Runway

A Midsummer Night’s Dream Made Real: Valentino’s Pierpaolo Piccioli Presents an Haute Couture Collection in Beijing

valentino couture bejing
Photo: Courtesy of Valentino

“Today, Valentino—especially for young customers like in China—is daywear and streetwear,” Piccioli explained, hours before a lavish new David Chipperfield–designed store opening that was to be thronged with the country’s hippest young actresses and music stars. “That’s great to get the brand alive and to face reality, but I also like the idea of the extravagance and boldness and uniqueness of the couture. Today, Valentino is streetwear and couture, and the two work together to create a new way of being. Modernity to me is about this high-low, present and past, couture and streetwear, all treated with the same sensibility, the same kind of daring and fantasy.”

In homage to the Valentino haute couture craftspeople, the run of show noted the names of all those who had worked on the respective garments, along with some salient details that emphasize the “uniqueness” that Piccioli was talking about—facts and figures laid down in print that take the breath away. A dress entirely covered in hundreds of shaded pink bows of various sizes required 350 meters of fabric, for instance; a voluminous ball gown composed of ruffles of cherry red point d’esprit—600 meters of tulle in total—took 1,300 hours to complete; and a silvery dress and balaclava were entirely embroidered in more than 32,000 silvery sequins (for the show, beauty maestro Pat McGrath silvered the model’s face to match). Meanwhile, an intarsia opera coat composed of swirling sections of Oz green sequins, ivory wool, and soft pink crepes—eight different types of fabric in all—worn insouciantly over wide pants and a turtleneck top in a smaller-scale version of the pattern took a cool six and a half months to complete.

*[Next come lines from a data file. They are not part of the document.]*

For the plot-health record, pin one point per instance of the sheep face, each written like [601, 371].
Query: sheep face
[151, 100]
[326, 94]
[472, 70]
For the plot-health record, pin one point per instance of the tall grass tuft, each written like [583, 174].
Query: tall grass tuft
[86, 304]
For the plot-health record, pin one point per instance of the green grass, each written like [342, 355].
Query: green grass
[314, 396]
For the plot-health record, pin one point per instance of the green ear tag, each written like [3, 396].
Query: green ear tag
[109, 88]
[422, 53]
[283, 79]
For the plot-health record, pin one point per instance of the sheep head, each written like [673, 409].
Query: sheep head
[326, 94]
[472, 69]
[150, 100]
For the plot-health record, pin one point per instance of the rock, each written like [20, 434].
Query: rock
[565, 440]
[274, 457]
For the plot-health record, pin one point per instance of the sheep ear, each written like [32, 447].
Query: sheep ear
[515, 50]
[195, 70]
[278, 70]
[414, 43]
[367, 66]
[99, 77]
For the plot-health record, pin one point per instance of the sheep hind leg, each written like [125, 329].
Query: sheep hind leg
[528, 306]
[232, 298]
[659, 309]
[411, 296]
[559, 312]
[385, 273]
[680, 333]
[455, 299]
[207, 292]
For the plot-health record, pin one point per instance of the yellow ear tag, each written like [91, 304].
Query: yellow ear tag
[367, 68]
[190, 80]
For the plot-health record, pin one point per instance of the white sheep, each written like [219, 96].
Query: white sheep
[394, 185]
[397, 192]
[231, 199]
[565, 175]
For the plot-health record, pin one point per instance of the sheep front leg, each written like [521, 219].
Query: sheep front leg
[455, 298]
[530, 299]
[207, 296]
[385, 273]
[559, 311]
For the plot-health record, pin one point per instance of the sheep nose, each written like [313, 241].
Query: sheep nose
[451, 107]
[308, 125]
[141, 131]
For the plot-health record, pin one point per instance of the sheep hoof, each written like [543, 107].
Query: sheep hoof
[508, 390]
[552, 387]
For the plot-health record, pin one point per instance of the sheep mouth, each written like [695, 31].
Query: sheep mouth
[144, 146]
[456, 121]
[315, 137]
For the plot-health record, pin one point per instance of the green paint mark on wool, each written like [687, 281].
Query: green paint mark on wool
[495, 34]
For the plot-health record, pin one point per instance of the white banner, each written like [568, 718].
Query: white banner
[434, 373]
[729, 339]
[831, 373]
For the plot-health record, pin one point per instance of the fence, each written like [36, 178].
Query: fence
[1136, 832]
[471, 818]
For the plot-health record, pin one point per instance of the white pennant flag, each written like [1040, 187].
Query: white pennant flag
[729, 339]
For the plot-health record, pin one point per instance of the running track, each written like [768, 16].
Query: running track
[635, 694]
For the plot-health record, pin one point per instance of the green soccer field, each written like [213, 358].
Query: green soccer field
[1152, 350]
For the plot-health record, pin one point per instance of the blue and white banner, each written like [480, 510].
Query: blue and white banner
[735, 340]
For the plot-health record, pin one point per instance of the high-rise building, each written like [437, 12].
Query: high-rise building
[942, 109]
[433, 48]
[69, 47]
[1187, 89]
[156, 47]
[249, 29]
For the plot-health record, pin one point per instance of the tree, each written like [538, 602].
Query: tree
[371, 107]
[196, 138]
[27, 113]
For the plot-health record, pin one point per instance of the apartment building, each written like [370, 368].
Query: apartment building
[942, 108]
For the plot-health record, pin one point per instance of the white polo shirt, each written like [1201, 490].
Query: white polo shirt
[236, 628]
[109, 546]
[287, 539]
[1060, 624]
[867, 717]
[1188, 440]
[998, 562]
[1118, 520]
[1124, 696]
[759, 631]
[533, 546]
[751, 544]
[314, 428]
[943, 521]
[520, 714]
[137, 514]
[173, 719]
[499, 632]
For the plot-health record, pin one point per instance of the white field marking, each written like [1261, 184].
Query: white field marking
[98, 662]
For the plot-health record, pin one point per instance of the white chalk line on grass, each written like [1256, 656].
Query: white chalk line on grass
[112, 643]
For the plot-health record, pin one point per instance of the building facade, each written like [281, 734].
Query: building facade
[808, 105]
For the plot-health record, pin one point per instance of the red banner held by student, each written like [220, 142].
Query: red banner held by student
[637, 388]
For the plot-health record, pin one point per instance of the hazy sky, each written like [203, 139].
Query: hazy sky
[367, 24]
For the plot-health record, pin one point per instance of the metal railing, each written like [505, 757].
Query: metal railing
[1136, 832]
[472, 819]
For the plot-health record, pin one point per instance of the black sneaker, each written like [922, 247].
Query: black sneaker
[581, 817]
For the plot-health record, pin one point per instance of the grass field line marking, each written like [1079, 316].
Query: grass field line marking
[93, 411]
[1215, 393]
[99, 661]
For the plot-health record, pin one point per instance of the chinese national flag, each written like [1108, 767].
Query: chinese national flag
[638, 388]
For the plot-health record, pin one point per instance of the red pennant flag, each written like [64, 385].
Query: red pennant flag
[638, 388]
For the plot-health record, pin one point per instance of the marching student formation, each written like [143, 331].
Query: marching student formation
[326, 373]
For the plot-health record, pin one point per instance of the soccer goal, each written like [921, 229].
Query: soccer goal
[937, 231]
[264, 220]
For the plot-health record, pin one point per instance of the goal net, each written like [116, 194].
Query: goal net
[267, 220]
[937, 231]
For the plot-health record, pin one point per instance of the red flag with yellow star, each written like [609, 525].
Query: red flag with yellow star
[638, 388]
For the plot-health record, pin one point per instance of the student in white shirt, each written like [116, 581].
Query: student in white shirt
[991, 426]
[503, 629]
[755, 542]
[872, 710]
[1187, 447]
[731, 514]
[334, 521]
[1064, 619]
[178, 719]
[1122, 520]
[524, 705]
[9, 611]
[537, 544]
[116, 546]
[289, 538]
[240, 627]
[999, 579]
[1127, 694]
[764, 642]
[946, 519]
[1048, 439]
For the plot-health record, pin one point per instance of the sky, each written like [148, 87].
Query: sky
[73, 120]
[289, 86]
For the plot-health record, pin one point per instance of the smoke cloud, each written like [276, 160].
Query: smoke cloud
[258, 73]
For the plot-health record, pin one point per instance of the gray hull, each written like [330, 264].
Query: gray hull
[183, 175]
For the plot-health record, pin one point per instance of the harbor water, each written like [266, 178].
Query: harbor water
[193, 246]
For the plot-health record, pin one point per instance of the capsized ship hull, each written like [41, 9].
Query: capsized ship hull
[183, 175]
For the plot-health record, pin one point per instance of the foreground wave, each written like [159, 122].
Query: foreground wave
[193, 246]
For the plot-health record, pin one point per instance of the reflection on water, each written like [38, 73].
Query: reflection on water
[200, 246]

Small wonder that Piccioli dubbed the collection “Valentino Daydream.” The clothes looked magnificent enough in the final moments of assembly on the workroom tables, but the following evening, in the atmospheric, high-ceiling rooms of the Aman hotel in the bucolic grounds of the Summer Palace, and before an audience of local clients in statement gowns from the designer’s last collection, their commanding volumes, idiosyncratic colors, and superb detailing made for a presentation as stirring as the operatic arias—“Je veux vivre” from Gounod’s Roméo et Juliette, and “Vissi d’arte” from Puccini’s Tosca—that opened and closed the show. “I have lived for art,” sang Tosca, an appropriate cri de coeur as the bride stepped out in a dress and hood entirely covered in trembling tendrils of flowers glittering with beads and sequins: a Midsummer Night’s Dream made real.